Password with Expiry

[OTPUser]

Hi,

Using latest version of OpenOTP with AD integration and Cisco ASA with AnyConnect client.  I want to be able to pass password expiration to the AnyConnect client, preferably a warning that their password will expire in X days, and at the very least, have the user be prompted to change their password when it does expire.

I can't find anywhere in the RadiusBridge documentation or within radiusd.conf where this can be enabled/configured, nor anywhere within WebADM.  

I saw a post from 2013 that OpenOTP can't pass back the expiry information.  1) is that still true and if so are there plans to address that?  2) if not true, can someone point me to directions on how to set this up?  Is there a workaround that someone has been able to put together?  

Password with Expiry and being able to support password rotation is pretty common.

Thanks

- OTP User 

[Spyridon Gouliarmis (RCDevs)]

Hi,

On Sunday, March 20, 2016 at 12:59:54 AM UTC+1, OTPUser wrote:

Hi,

Using latest version of OpenOTP with AD integration and Cisco ASA with AnyConnect client.  I want to be able to pass password expiration to the AnyConnect client, preferably a warning that their password will expire in X days, and at the very least, have the user be prompted to change their password when it does expire.

The "will expire soon" warning might be doable; we'll give it a try in the case of AD. Having the user prompted to change their password is problematic: at that point we only have one factor (the OTP) to believe the right user is trying to log in. Instant drop in security, unless we can make sure the expired password that was just provided was the right one.
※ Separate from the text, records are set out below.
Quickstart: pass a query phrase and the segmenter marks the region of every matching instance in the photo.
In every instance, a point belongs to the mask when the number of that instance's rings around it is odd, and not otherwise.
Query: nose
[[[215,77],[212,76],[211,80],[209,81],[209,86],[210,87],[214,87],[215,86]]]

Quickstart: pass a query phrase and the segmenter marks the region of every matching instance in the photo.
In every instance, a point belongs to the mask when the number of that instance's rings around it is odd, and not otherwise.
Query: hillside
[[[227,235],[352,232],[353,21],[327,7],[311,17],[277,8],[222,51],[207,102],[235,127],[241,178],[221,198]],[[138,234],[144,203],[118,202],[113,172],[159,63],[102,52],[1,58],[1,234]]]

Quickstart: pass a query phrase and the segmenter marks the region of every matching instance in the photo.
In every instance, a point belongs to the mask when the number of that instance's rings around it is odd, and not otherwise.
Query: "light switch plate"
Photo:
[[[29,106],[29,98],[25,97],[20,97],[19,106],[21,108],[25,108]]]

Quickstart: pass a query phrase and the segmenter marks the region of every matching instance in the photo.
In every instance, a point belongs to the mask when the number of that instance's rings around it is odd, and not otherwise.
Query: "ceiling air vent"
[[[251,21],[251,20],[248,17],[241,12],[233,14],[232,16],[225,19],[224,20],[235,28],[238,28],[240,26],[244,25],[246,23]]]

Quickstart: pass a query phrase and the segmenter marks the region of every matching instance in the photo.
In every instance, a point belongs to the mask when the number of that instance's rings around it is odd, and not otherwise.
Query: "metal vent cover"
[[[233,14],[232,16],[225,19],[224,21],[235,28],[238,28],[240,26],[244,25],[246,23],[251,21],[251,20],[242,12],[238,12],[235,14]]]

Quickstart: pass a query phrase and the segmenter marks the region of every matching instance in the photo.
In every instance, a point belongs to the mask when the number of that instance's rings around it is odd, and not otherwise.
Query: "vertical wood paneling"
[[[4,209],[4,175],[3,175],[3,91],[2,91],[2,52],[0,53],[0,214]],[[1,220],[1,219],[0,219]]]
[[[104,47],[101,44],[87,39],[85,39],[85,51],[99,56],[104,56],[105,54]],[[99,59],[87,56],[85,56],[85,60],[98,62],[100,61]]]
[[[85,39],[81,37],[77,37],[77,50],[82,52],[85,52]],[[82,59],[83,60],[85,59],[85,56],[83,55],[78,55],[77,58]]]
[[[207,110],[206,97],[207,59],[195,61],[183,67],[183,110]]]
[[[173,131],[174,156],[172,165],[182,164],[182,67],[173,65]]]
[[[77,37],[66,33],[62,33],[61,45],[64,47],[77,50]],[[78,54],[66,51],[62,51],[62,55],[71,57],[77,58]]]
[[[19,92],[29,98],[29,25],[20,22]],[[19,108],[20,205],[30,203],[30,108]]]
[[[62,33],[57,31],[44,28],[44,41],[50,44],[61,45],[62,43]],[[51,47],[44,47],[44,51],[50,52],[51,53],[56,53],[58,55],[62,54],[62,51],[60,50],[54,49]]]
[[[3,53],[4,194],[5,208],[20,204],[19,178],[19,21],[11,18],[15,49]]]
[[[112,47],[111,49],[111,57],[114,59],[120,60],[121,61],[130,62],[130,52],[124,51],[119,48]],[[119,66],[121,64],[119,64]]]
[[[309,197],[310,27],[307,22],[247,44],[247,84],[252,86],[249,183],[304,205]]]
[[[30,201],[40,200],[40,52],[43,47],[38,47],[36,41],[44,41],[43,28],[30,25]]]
We're less confident we can do that.

 

I can't find anywhere in the RadiusBridge documentation or within radiusd.conf where this can be enabled/configured, nor anywhere within WebADM.  

I saw a post from 2013 that OpenOTP can't pass back the expiry information.  1) is that still true and if so are there plans to address that?  2) if not true, can someone point me to directions on how to set this up?  Is there a workaround that someone has been able to put together? 

1) yes, and yes since just now

2) you can change the "password expired" message to include a link to an internal URL where you expose our PwReset app. That's in the OpenOTP settings, under the Applications tab.

 

Password with Expiry and being able to support password rotation is pretty common.

Any product you can point us to helps. We might have missed an obvious way to do it.

 

Thanks

- OTP User 

[OTPUser]

Thanks Spyridon.

I understand how this could circumvent security.  A friend of mine uses SecureAuth and they first prompt you for the username only, then the OTP, then your domain password.  So if you're within 8-10 days of your password expiring, or your password has expired, you're already authenticated via OTP first - then you are prompted to put in your new username and password.  Since you need to put in your old password, you've been authenticated twice (OTP and old password) prior to changing.  Not sure if this is something that could be done here.